At the Monastery of Our Lady of Mount Carmel, Sister Maria Beata of the Incarnation was just finishing up her duty in the kitchen and getting ready to go out to man the front desk. The reading in refectory had been even more of St. John of the Cross, and the reading in schola this afternoon would be the same: the monastery was going through a positive orgy of the works of St. John. Beata thought she could stand it if only somebody besides herself would say the obvious: that the man was a sexual hysteric; that his ecstatic visions were sexual to the point of being embarrassing; that the fact that St. John had been named a doctor of the Church centuries before St. Teresa had been allowed to carry the title was embarrassing for its bad taste as well as its sexism. Nobody else would say the obvious, though, so she would have to. And then she would be in trouble again.

She put the last dish away in the cupboard, wiped her hands on her wide white apron, then untied the apron behind her neck and waist and took it off. She hung it on one of the hooks that had been hammered into the kitchen wall just for aprons—they shared aprons; whoever needed one took whichever one was available; they didn’t have aprons of their own—and went out of the kitchen, across the refectory, and into the hall. The Angelus bell started ringing just as she reached the grille, and she fell into the prayer without thinking much about it.
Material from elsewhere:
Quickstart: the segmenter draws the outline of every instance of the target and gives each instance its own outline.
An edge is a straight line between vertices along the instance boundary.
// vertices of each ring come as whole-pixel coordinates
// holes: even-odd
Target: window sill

“Angelus Domini nuntiavit Mariae,” a voice came from above her head.

“Et concepit de Spiritu Sancto,” she answered, and then she was at the grille and the door with its careful locks, leading to the vestibule.
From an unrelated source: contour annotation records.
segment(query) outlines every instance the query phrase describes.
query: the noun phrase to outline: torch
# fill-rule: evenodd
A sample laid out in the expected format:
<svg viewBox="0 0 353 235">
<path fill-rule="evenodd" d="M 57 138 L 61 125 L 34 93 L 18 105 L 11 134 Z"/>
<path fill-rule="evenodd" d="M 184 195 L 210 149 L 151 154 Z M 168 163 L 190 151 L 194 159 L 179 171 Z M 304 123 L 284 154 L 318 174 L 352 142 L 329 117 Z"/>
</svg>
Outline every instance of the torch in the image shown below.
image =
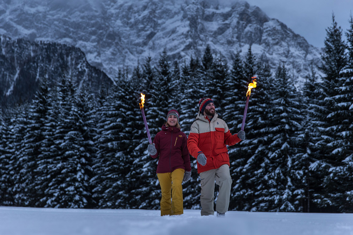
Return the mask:
<svg viewBox="0 0 353 235">
<path fill-rule="evenodd" d="M 251 77 L 251 78 L 256 78 L 256 77 Z M 249 104 L 249 99 L 250 99 L 250 94 L 251 92 L 251 89 L 256 87 L 256 80 L 254 79 L 252 82 L 249 84 L 247 86 L 247 91 L 246 92 L 246 103 L 245 104 L 245 109 L 244 110 L 244 115 L 243 116 L 243 121 L 241 123 L 241 129 L 242 131 L 244 130 L 244 126 L 245 125 L 245 119 L 246 118 L 246 113 L 247 112 L 247 106 Z"/>
<path fill-rule="evenodd" d="M 143 123 L 145 124 L 145 128 L 147 132 L 147 137 L 148 137 L 148 141 L 150 144 L 152 143 L 152 140 L 151 139 L 151 135 L 150 135 L 150 131 L 148 130 L 148 126 L 147 125 L 147 122 L 146 120 L 146 116 L 145 116 L 145 111 L 143 111 L 143 104 L 145 103 L 145 95 L 141 93 L 141 103 L 140 103 L 140 109 L 142 114 L 142 118 L 143 118 Z"/>
</svg>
She let herself out of the cloister and nodded to Sister Immaculata at the desk. The rule was that the front desk had to be manned at all times by an extern sister, in case anyone came to the monastery in need of prayer or assistance. In Beata’s experience, not much of anybody did.

“Good morning, Sister. Did we have any visitors while we were listening to Annunciata drone endlessly on about the Bridegroom at breakfast?”

Immaculata frowned, to let Beata know that she did not approve of this kind of conversation, which criticized the good faith efforts of other sisters, and solemnly vowed sisters at that. Beata ignored her.

Immaculata leaned over and rummaged through the drawer in the desk. “As a matter of fact, we did. An old man, one of the men from the barn, came in to give you this.”

“This” was a bright red watch cap. Beata blinked.

“He said to tell the ‘other nun,’ which I presume is you, that he was wrong about the hat. They must not have stolen the hat after all, because he found it last night under one of the beds in the back of the barn. Do you understand any of that?”

“Of course. It was that man who died here, a couple of weeks ago. Don’t you remember?”

“I remember that a man died.”

“Yes,” Beata said, “well. He had on a hat, a brand-new watch hat, this one. I remember seeing him wearing it, standing in line waiting to get into the barn when I came back from the lawyers’ that day. When he died, this other man came to the door to tell me that he was dead and that some other men had stolen the hat. Except either they didn’t, or they stole it and then lost it, because here it is.”

“I’m not comfortable with this idea of giving over the barn to homeless people,” Immaculata said. “It’s not—they’re not just homeless, these men. They’re troubled. Some of them are mentally ill. Some of them are violent. We don’t have anybody here who knows how to treat them professionally. And that wasn’t the first one who died.”

“Yes, well, Sister, homeless people will die in weather like this. We might as well do what we can to alleviate the situation. I wonder what I ought to do with the hat.”

“Give it to the coroner, I suppose,” Immaculata said. “Or to the police generally. Isn’t that what’s supposed to happen when somebody dies a pauper and his body is taken off wherever they take things like that, by the authorities?”